In his decade managing the Oakland Athletics, Bob Melvin developed a stellar reputation for doing more with less.
Now he gets to operate with talent aplenty in his second season with the San Diego Padres after the front office went on another spending spree this past winter. San Diego is bidding to put a dent into the Los Angeles Dodgers' dominating run in the National League West.
The Padres put their shiny new look on display at home Thursday in the season opener against the Colorado Rockies.
"Expectations are high and they should be," Melvin said. "Everyone in the clubhouse knows that."
Everyone, including Melvin.
"This is a team with a lot of stars, which I have not had a lot of," he said. "And it's a team with a very high payroll, which I have not had a ton of."
The goal of Padres owner Peter Seidler was simple: "I want to give San Diego its first (championship) parade. We want the Padres to be good year in, year out ... for a lot of years."
During the offseason, the Padres extended the contract of third-baseman Manny Machado through 2033 and signed free agent shortstop Xander Bogaerts to a 10-year deal. Right-hander Yu Darvish got an extension that will take him through the end of his career and Joe Musgrove is committed to pitching in his hometown for another five seasons.
And then there is Fernando Tatis Jr., who returns from an 80-game PED suspension on April 20. His contract runs through 2034.
The Rockies' commitment to splashy roster building is spotty at best. They signed third baseman Nolan Arenado to a huge contract then traded him away. Two offseasons ago, they signed Kris Bryant.

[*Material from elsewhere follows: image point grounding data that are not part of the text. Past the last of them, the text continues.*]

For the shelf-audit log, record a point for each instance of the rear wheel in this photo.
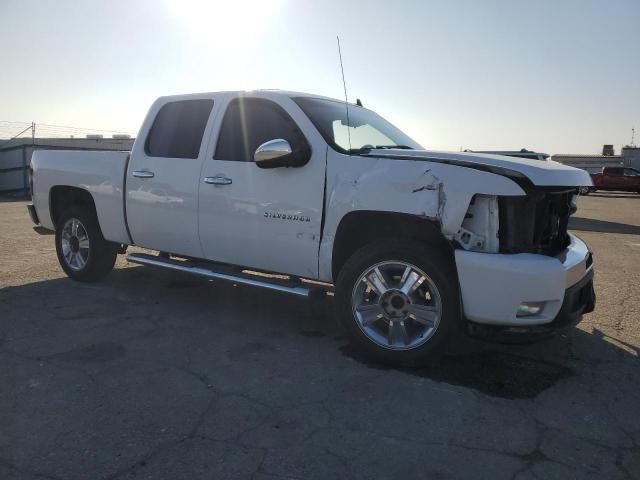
(83, 253)
(399, 301)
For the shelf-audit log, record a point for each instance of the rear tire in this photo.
(83, 253)
(392, 319)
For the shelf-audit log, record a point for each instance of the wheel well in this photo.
(62, 198)
(357, 229)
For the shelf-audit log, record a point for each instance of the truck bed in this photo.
(100, 173)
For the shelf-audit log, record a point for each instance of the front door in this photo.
(163, 178)
(265, 219)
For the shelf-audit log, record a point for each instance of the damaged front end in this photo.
(536, 223)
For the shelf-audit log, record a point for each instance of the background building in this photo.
(629, 157)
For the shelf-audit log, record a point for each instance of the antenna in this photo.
(346, 102)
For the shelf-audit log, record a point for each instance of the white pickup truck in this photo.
(418, 245)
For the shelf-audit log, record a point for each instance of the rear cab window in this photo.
(178, 129)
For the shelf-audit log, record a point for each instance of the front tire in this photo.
(399, 301)
(83, 253)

Not only were there no big moves for the Rockies this offseason, there was a rash injuries in spring training to players like outfielders Randal Grichuk (sports hernia) and Sean Bouchard (biceps), left-hander Lucas Gilbreath (elbow) and most crushing of all, second-baseman Brendan Rodgers (shoulder).

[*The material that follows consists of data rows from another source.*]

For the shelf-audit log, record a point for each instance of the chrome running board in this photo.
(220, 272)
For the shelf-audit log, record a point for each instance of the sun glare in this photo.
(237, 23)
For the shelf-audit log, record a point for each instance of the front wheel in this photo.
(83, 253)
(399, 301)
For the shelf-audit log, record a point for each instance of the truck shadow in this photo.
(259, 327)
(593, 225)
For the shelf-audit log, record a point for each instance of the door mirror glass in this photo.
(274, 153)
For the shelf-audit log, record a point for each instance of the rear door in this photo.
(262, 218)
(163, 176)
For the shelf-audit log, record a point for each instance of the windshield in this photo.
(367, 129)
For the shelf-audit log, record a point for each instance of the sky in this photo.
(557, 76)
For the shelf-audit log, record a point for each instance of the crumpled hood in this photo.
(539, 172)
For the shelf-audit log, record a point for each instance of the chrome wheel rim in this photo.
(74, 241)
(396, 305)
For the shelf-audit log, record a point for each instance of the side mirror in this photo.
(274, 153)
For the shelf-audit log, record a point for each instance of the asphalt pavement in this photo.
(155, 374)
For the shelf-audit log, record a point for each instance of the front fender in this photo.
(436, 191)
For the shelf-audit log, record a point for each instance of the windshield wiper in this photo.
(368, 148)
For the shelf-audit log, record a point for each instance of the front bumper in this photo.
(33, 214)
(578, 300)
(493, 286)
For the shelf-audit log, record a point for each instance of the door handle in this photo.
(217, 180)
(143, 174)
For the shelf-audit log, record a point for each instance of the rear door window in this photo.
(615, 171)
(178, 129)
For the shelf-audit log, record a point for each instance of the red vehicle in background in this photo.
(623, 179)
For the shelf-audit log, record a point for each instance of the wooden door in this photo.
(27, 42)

"What the Padres are doing, I don't 100 percent agree with, though I know that our fans probably agree with it," Colorado owner Dick Monfort said. "We'll see how it works out. I look at the Padres and they have a really talented team, but they have some holes too. They have spent a lot of money and they will have to spend a lot more if they want to keep (outfielder) Juan Soto. But it does put a lot of pressure on you. Yes, it does."
Rockies additions include right-hander Michael Wacha and utility man Rougned Odor. Former Padre Jurickson Profar was signed late in the spring.
The Padres open the season with the third-highest total payroll in the major leagues at $237 million, according to Spotrac, while the Rockies are 15th at $166.3 million, which is just above the MLB average.
The Rockies will send right-hander German Marquez to the mound Thursday, while the Padres counter with left-hander Blake Snell.
The 28-year-old Marquez was 9-13 with a 4.95 ERA in 31 starts last season for Rockies. He is 9-3 lifetime against the Padres with a 4.47 ERA and is 5-2 at Petco Park with a 3.71 ERA, a 1.069 WHIP and an .216 opponents' batting average over 53 1/3 innings.
Snell is not the Padres' first choice for Opening Day starter, but Darvish needs more preparation time after pitching less than expected for champion Japan in the World Baseball Classic. Musgrove isn't ready after a left big toe fracture.
A notorious slow starter Snell, 30, closed strong in 2022 and finished 8-10 with a 3.38 ERA.